Sigma was chosen. Upon landing, he struggled at first to maintain his own existence in a world where the Soulburn was unrefined, much like a human forced to live on primordial soup. Eventually, he got his functionality up high enough that he could start working on his mission. He met Neon Foster and fell in love. At the time, Neon was in male-persona but gender was like morality to Neon: subject to whims. The two worked together and became quite close for six months until Neon did the unthinkable. At a critical junction, when Neon was supposed to help Sigma stop a known-to-MUNI criminal Dave Akari from getting plans that would lead to the second impact, Neon joined Akari and betrayed a stack of people on the way down. Sigma was so heartbroken he very nearly willed himself to cease to exist but the ultimate paradox is that his own suffering only made his lifeforce stronger.

He eventually decided that he was not enough to stop the future but he could at least get revenge for the heartbreak and murdered Neon Foster.
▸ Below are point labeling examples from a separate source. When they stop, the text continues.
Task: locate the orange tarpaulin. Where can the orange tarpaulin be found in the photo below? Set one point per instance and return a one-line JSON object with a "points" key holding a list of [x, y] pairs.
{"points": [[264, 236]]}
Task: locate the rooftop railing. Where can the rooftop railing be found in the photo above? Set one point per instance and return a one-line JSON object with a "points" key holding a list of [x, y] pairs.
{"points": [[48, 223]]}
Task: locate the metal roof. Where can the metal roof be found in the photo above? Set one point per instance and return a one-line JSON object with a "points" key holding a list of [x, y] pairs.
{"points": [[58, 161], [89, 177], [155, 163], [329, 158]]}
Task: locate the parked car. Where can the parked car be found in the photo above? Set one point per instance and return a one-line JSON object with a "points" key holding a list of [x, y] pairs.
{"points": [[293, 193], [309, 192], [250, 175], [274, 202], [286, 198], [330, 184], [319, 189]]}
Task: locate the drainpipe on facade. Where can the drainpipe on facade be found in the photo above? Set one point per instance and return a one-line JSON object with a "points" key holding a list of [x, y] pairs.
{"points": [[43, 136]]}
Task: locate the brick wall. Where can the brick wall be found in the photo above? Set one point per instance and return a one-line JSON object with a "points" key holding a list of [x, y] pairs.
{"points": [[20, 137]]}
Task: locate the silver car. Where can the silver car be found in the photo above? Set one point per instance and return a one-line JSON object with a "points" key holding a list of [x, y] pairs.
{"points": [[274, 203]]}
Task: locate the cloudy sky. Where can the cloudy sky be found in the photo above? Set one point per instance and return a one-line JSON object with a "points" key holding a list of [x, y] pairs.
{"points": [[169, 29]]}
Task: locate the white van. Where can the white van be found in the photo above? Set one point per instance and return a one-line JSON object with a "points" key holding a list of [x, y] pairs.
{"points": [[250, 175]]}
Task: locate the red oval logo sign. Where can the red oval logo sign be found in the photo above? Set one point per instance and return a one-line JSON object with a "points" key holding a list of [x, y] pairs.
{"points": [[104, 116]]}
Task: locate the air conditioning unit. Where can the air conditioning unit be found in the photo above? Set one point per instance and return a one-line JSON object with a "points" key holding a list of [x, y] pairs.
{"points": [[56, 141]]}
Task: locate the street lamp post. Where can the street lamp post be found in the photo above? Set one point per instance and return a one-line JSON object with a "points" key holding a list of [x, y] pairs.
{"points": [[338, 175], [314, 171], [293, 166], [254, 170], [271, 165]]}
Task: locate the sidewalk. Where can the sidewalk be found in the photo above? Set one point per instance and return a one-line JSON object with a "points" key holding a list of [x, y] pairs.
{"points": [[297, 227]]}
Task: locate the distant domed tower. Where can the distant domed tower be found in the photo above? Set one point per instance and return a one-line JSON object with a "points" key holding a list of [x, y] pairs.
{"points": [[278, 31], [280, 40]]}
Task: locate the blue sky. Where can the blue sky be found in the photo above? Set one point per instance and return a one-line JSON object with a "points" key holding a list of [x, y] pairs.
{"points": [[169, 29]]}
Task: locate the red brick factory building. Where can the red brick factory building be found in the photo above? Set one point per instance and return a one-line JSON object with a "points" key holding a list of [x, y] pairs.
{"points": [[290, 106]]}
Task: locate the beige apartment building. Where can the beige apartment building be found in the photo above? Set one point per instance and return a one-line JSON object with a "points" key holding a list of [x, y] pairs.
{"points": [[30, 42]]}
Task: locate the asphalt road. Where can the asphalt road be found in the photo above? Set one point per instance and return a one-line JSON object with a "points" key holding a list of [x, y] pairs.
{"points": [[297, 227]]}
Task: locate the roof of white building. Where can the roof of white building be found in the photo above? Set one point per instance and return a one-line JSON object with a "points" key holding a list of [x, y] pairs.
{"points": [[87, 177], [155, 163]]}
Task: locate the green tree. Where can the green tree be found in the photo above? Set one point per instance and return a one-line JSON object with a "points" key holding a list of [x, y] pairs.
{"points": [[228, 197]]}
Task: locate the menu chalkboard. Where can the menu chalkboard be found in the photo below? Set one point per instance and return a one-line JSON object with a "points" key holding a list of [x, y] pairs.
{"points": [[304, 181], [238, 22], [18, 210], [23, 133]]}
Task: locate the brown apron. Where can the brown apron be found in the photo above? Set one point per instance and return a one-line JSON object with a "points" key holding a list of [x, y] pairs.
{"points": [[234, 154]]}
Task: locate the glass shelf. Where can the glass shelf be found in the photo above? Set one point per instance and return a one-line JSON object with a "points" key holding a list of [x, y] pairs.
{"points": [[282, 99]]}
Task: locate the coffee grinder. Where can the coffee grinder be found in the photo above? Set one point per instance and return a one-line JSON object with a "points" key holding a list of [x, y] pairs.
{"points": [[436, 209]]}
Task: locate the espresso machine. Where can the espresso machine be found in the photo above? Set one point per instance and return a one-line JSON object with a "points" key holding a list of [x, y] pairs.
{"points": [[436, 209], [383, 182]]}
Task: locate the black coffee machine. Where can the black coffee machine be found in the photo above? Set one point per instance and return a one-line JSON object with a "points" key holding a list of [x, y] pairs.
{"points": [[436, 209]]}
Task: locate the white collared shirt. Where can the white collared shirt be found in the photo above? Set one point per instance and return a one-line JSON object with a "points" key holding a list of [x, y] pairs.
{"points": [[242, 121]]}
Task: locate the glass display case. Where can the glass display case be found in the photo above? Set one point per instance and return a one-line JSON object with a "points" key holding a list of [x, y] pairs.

Since then, the dullness of his mind has been spreading. Turns out once you punch through ennui hard enough you enter into too blank a state to care about your own suffering. Had Agent Blue not shown up at that exact moment, Sigma would likely have been turned into space dust over the next couple of days. Instead, being forced to deal with people had slowed the process. But not stopped it. Sigma was dying.

Aurora pulled some strings and got Sigma up on the roof top early the next morning as morning light cut through the GLOW's never dark saturation of colors, he faded into the Soulburn flowing over the MUNI headquarters. Aurora clocked out and went and bought two cartons of smokes and decided that was a good enough hobby to occupy her time until the world comes to an end around in her lifetime.

Now if only she could find her lighter.

"Do you need a lighter?," the voice from the couch asks rather helpfully.

Aurora screams and — because she is the type of cop to go down fighting — dives to grab a weapon. Unfortunately, because she is the kind of cop to not leave her service revolver unsecured, the only weapon she comes up with is a her television remote. Trying to keep it cool as she can, she points it at the voice and sees a large, shirtless man and a woman sitting next to him. She looks like a relatively normal type for The GLOW. He also looks relatively normal for the kind of people The GLOW likes to grow. His bare chest is covered in strange marks and sigils and his face and beard looks oddly wizened. Like a street prophet that you steer away from because hedge-magic is real and he might just have the gift.

Aurora can't shake the feeling that she is underselling it. Still, this is her apartment and you never win a fight by starting off by backing down.

"I'm calling MUNI so you might as well leave."

"You are MUNI," says the woman."

"Exactly, so I know exactly who to call for a quick response."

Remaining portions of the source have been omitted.